For Friday, June 11, 2010, still on the road and still having problems connecting, although fortunately, not with my brain.

I like nonsense. It wakes up the brain cells. • Dr. Seuss

More band names from Portland, Oregon, entertainment mags to entertain you, along with suggested braindancing activities:

School-related band names: Math the Band (What math-themed songs might they play? Invent the names; write the lyrics.) Doubleplusgood (What other literary allusions would make good band names?) Guidance Counselor (Cliques or other school groups and employees?)

Early morning foodish names: Create your own, inspired by Pancake Breakfast, Brkfst Sndwch, and Breakfast Mountain. Mine are: French Toast, Western Omelet, Overeasy, Huevos Rancheros, TV Dinner, The Spamtones, and The Velveta Underground (definitely a tribute band with recipe-themed tunes). My husband suggests Pigs in a Blanket.

Directives: Create a band name that orders people around like Stick to Your Guns, Bring Me Solace, Explode Into Colors, Raise the Bridges, Cage the Elephant, and Close Your Eyes.

Wordplay: Thuggage and Bearracuda. Create a band name that’s a play on words.

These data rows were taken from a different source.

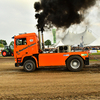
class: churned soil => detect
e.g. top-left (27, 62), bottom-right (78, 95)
top-left (0, 58), bottom-right (100, 100)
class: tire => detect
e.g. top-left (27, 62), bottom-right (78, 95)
top-left (66, 56), bottom-right (84, 72)
top-left (23, 60), bottom-right (36, 72)
top-left (2, 50), bottom-right (7, 57)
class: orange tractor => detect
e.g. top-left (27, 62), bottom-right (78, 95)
top-left (14, 32), bottom-right (89, 72)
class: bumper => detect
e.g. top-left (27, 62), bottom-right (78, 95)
top-left (85, 58), bottom-right (89, 65)
top-left (15, 63), bottom-right (22, 67)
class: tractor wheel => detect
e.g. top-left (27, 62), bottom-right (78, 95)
top-left (2, 50), bottom-right (7, 57)
top-left (23, 60), bottom-right (36, 72)
top-left (66, 56), bottom-right (84, 72)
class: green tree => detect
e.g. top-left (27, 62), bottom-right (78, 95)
top-left (0, 40), bottom-right (7, 45)
top-left (10, 41), bottom-right (14, 46)
top-left (0, 43), bottom-right (4, 47)
top-left (44, 40), bottom-right (51, 48)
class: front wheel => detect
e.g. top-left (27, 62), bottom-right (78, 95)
top-left (23, 60), bottom-right (36, 72)
top-left (66, 56), bottom-right (84, 72)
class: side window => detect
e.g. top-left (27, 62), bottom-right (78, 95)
top-left (16, 38), bottom-right (27, 45)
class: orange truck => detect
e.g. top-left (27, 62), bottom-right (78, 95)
top-left (14, 33), bottom-right (89, 72)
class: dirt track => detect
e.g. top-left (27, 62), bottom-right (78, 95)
top-left (0, 58), bottom-right (100, 100)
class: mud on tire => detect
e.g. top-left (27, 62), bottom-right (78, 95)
top-left (66, 56), bottom-right (84, 72)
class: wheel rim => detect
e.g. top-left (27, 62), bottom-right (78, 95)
top-left (70, 59), bottom-right (80, 69)
top-left (25, 63), bottom-right (33, 71)
top-left (2, 52), bottom-right (6, 56)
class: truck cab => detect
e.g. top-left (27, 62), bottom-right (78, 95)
top-left (14, 33), bottom-right (89, 72)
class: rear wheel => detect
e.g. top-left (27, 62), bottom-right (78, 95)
top-left (2, 50), bottom-right (7, 57)
top-left (23, 60), bottom-right (36, 72)
top-left (66, 56), bottom-right (84, 72)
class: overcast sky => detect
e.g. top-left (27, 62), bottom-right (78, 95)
top-left (0, 0), bottom-right (100, 45)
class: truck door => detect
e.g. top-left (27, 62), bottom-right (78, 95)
top-left (15, 38), bottom-right (28, 58)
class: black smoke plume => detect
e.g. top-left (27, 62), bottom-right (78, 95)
top-left (34, 0), bottom-right (96, 30)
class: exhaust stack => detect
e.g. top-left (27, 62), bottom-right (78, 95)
top-left (38, 29), bottom-right (41, 49)
top-left (41, 28), bottom-right (44, 50)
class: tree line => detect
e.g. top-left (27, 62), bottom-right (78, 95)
top-left (0, 40), bottom-right (51, 48)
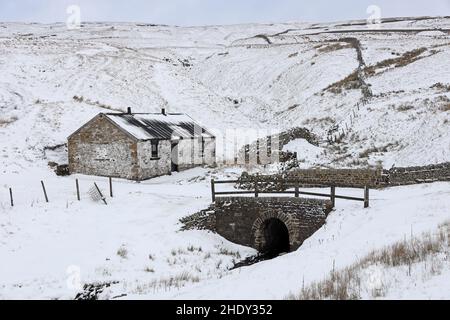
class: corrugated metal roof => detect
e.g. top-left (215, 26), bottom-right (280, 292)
top-left (105, 113), bottom-right (214, 140)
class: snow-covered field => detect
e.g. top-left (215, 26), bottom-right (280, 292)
top-left (0, 18), bottom-right (450, 299)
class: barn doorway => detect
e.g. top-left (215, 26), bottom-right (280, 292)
top-left (170, 141), bottom-right (178, 172)
top-left (262, 218), bottom-right (290, 258)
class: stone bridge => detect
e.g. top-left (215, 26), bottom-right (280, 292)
top-left (182, 197), bottom-right (332, 254)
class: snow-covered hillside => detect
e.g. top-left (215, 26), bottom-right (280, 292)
top-left (0, 18), bottom-right (450, 172)
top-left (0, 18), bottom-right (450, 299)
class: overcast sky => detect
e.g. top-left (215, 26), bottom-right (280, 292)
top-left (0, 0), bottom-right (450, 25)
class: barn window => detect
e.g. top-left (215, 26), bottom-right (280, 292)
top-left (152, 140), bottom-right (159, 158)
top-left (199, 138), bottom-right (205, 158)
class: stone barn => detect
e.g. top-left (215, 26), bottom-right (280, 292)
top-left (68, 108), bottom-right (216, 181)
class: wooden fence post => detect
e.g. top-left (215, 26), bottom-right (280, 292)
top-left (75, 179), bottom-right (81, 201)
top-left (364, 186), bottom-right (369, 208)
top-left (9, 188), bottom-right (14, 207)
top-left (211, 179), bottom-right (216, 202)
top-left (109, 177), bottom-right (113, 198)
top-left (94, 182), bottom-right (108, 205)
top-left (330, 186), bottom-right (336, 208)
top-left (41, 180), bottom-right (48, 202)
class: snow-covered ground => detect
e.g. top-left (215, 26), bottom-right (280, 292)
top-left (0, 18), bottom-right (450, 299)
top-left (0, 169), bottom-right (450, 299)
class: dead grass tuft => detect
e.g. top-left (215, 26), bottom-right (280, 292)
top-left (287, 222), bottom-right (450, 300)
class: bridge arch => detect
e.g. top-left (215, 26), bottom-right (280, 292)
top-left (252, 210), bottom-right (299, 254)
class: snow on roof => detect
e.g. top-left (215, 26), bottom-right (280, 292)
top-left (105, 113), bottom-right (214, 140)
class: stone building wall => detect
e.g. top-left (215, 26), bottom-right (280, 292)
top-left (137, 140), bottom-right (171, 180)
top-left (68, 115), bottom-right (139, 179)
top-left (178, 138), bottom-right (216, 171)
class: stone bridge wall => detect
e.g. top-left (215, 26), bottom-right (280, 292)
top-left (182, 197), bottom-right (331, 250)
top-left (237, 162), bottom-right (450, 191)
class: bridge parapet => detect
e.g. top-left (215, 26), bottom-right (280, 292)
top-left (181, 197), bottom-right (332, 251)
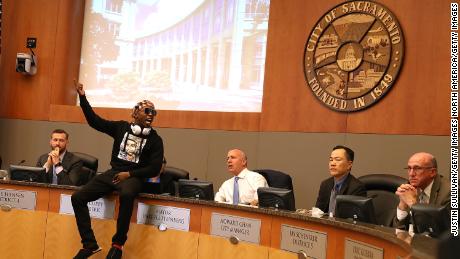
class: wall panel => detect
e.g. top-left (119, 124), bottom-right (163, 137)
top-left (0, 0), bottom-right (450, 135)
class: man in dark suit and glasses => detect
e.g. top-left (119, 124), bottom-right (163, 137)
top-left (315, 146), bottom-right (366, 214)
top-left (393, 152), bottom-right (450, 230)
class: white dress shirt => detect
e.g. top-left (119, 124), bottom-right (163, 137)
top-left (214, 168), bottom-right (268, 204)
top-left (396, 180), bottom-right (434, 221)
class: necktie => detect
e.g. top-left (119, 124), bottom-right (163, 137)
top-left (329, 184), bottom-right (339, 214)
top-left (52, 165), bottom-right (57, 184)
top-left (418, 190), bottom-right (430, 204)
top-left (233, 176), bottom-right (240, 205)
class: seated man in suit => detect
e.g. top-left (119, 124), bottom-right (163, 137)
top-left (214, 149), bottom-right (268, 205)
top-left (315, 146), bottom-right (366, 214)
top-left (37, 129), bottom-right (83, 185)
top-left (393, 152), bottom-right (450, 230)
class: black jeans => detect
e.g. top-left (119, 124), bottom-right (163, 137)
top-left (72, 170), bottom-right (142, 249)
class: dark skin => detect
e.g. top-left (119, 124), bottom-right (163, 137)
top-left (73, 79), bottom-right (155, 184)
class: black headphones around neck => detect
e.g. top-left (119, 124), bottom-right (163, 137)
top-left (131, 124), bottom-right (152, 136)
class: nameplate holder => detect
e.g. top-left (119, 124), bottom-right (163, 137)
top-left (0, 189), bottom-right (37, 210)
top-left (211, 213), bottom-right (261, 244)
top-left (344, 238), bottom-right (383, 259)
top-left (280, 224), bottom-right (327, 259)
top-left (137, 202), bottom-right (190, 231)
top-left (59, 194), bottom-right (115, 219)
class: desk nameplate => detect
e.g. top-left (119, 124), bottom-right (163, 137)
top-left (137, 202), bottom-right (190, 231)
top-left (211, 212), bottom-right (261, 244)
top-left (59, 194), bottom-right (115, 219)
top-left (344, 238), bottom-right (383, 259)
top-left (0, 189), bottom-right (37, 210)
top-left (280, 224), bottom-right (327, 259)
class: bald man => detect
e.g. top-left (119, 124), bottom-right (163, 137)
top-left (214, 149), bottom-right (268, 205)
top-left (393, 152), bottom-right (450, 230)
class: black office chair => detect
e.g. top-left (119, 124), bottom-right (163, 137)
top-left (358, 174), bottom-right (407, 227)
top-left (72, 152), bottom-right (99, 186)
top-left (142, 166), bottom-right (190, 196)
top-left (252, 169), bottom-right (295, 207)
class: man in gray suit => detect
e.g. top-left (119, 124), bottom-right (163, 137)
top-left (393, 152), bottom-right (450, 230)
top-left (37, 129), bottom-right (83, 185)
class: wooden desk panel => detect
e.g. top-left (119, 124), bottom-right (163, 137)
top-left (201, 207), bottom-right (272, 246)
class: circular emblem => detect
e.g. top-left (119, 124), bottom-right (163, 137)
top-left (304, 1), bottom-right (404, 112)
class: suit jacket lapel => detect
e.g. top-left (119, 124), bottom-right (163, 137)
top-left (430, 175), bottom-right (441, 204)
top-left (338, 174), bottom-right (351, 195)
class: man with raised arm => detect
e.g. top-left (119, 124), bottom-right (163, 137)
top-left (72, 80), bottom-right (164, 259)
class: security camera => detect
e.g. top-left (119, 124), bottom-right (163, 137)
top-left (16, 53), bottom-right (37, 75)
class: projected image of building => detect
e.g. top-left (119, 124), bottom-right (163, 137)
top-left (80, 0), bottom-right (269, 112)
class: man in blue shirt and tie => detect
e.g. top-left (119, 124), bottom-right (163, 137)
top-left (214, 149), bottom-right (268, 205)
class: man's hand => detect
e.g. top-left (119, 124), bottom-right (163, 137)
top-left (112, 172), bottom-right (130, 184)
top-left (396, 184), bottom-right (417, 211)
top-left (249, 200), bottom-right (259, 206)
top-left (73, 78), bottom-right (85, 95)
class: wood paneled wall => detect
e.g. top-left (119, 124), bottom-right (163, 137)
top-left (0, 0), bottom-right (450, 135)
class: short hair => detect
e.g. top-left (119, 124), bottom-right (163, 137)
top-left (51, 129), bottom-right (69, 139)
top-left (332, 145), bottom-right (355, 162)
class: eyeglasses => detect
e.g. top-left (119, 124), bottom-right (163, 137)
top-left (404, 166), bottom-right (434, 174)
top-left (144, 107), bottom-right (157, 116)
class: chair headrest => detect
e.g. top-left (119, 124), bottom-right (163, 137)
top-left (358, 174), bottom-right (407, 192)
top-left (253, 169), bottom-right (293, 190)
top-left (72, 152), bottom-right (99, 172)
top-left (163, 166), bottom-right (190, 181)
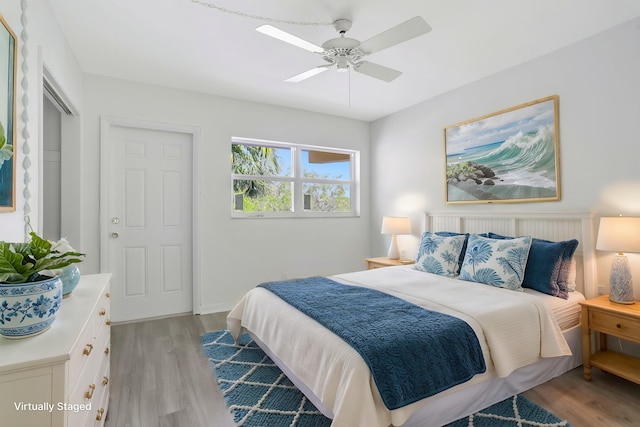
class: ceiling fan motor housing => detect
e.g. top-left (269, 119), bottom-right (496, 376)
top-left (321, 37), bottom-right (364, 65)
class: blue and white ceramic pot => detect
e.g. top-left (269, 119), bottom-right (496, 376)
top-left (0, 277), bottom-right (62, 338)
top-left (58, 264), bottom-right (80, 298)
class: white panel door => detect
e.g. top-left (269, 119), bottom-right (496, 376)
top-left (107, 126), bottom-right (193, 322)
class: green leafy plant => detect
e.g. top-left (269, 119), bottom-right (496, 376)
top-left (0, 231), bottom-right (85, 284)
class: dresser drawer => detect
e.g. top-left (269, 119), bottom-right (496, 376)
top-left (92, 355), bottom-right (111, 426)
top-left (92, 286), bottom-right (111, 337)
top-left (69, 318), bottom-right (95, 389)
top-left (589, 310), bottom-right (640, 342)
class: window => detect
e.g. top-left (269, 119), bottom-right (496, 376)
top-left (231, 138), bottom-right (359, 218)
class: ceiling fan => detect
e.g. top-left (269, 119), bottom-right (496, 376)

Story creation: Insominac Folklore—choose a band name and write a story to go with it:

A Place to Bury Strangers

The Grave Babies

The Tallest Man on Earth

Old Death Whisper

Indelible Terror

Alien Parachute Man

Crypt of the Grave

Bloody Panda

Kill the Kids

Whispering Tongues

The Closet Monsters

Facing Extinction

Vampire Weekend

I Am the Monster

The Ghost Inside

Game creation: Jar of Lies. What would the rules for this game be?

And one of my all-time favorites: Dragging an Ox through Water. Plus still more mundane names to inspire you: Window Pane, My Morning Jacket, The Sale, and Stimulus Package. Just look around the room you’re sitting in. I see The Mirrors, Ice Bucket, File Folders, Scotch Tape, and Sofa Cushions.

Invent a game to go with the name of a musical group you like. Rolling Stones would probably be an outside game; write its rules.

Still more possibilities from The Simpsons: Steamed Hams, My Cat’s Name Is Mittens, Nerdy Likes His Booky Wook, Fatty Fat Fat Fat, and It Didn’t Die.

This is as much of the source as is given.